JAKARTA, perisaihkum.com
Forum Masyarakat Peduli Pembangunan dan Pendidikan (Formapp) menilai proyek rehabilitasi total SDN Kebon Bawang 01, 03, 07 dan SMPN 295 terindikasi mengalami gagal konstruksi dan gagal bangunan meski proyek telah selesai dikerjakan dan diserahterimakan.

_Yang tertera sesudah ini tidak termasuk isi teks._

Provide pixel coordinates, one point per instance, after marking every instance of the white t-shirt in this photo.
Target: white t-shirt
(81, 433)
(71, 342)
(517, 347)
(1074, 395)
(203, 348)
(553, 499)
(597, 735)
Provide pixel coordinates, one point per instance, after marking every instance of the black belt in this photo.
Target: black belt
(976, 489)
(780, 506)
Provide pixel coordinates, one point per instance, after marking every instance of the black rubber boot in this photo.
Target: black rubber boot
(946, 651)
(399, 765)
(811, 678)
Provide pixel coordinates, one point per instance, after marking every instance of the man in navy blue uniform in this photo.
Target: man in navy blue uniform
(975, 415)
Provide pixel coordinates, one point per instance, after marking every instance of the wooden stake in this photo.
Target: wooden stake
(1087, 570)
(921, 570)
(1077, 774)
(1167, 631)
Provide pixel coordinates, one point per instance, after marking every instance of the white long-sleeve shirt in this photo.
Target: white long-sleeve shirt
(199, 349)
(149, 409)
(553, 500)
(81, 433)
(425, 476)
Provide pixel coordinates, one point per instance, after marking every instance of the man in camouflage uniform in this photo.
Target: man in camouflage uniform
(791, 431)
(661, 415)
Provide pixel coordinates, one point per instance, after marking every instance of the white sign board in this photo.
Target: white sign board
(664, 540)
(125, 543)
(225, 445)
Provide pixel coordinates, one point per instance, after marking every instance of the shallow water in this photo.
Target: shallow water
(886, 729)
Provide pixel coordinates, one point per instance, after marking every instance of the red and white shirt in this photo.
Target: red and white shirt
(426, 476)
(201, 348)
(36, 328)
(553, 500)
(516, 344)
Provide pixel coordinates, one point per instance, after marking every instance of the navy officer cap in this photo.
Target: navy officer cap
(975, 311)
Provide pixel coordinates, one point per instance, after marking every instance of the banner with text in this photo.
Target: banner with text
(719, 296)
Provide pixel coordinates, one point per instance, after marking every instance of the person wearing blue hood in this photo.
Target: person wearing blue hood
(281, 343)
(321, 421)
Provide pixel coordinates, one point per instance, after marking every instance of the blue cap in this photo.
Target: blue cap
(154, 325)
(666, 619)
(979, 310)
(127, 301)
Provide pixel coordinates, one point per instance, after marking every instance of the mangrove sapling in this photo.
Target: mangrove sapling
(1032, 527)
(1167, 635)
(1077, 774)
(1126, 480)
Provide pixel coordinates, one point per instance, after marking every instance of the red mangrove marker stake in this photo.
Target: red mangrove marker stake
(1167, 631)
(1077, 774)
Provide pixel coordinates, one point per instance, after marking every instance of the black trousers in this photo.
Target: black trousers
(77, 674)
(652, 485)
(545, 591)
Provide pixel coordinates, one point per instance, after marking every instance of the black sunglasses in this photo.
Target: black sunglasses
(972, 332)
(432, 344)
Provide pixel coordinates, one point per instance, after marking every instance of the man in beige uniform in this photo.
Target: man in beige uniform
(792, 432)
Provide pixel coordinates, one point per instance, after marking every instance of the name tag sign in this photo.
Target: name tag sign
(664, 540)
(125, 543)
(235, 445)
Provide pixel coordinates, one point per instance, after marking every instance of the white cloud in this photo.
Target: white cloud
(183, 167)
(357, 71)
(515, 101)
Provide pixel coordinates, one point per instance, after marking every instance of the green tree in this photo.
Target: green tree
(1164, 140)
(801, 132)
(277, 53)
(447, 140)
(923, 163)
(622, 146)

Ketua Formapp Jimmy Pasaribu mengatakan indikasi tersebut terlihat dari sejumlah kerusakan bangunan, seperti kebocoran kamar mandi, tembok retak, hingga fasilitas yang belum selesai dikerjakan, termasuk pagar sekolah yang disebut miring.
“Selain itu, proyek yang dikerjakan pada tahun 2024 tersebut baru selesai dua tahun kemudian yakni pada April 2026. Artinya mengalami keterlambatan yang memiliki konsekuensi hukum sesuai Perpres Nomor 16 Tahun 2018,” kata Jimmy, Kamis (7/5/2026).
Menurut Jimmy, Formapp akan melakukan kajian mendalam terkait dugaan gagal konstruksi dan gagal bangunan pada proyek tersebut sebelum melaporkannya kepada aparat penegak hukum.
Ia menyebut kajian tersebut akan mengacu pada UU Nomor 2 Tahun 2017 tentang Jasa Konstruksi, PP Nomor 14 Tahun 2021, serta Peraturan Menteri PUPR Nomor 8 Tahun 2021 terkait kegagalan bangunan dan kriteria gagal konstruksi.
Sebagai informasi, proyek rehabilitasi total sekolah tersebut menelan anggaran sebesar Rp78,7 miliar dan dimulai pada 14 Agustus 2024. Pelaksana kegiatan adalah Kerja Sama Operasional (KSO) PT Citra Prasasti dan PT Cakra Wibowo.
Selain proyek di Kebon Bawang, Formapp juga menyoroti dugaan kerusakan pada sejumlah proyek rehabilitasi sekolah lain di Jakarta periode anggaran 2024-2025. Di antaranya SDN Grogol 05 Pagi Jakarta Barat, SDN 04 Kembangan Utara Pagi, SDN Duri Pulau Cikini, dan SMPN 291 Jakarta.
Formapp meminta aparat penegak hukum, termasuk Kejaksaan dan KPK, melakukan audit terhadap proyek-proyek tersebut guna menelusuri dugaan kerugian negara.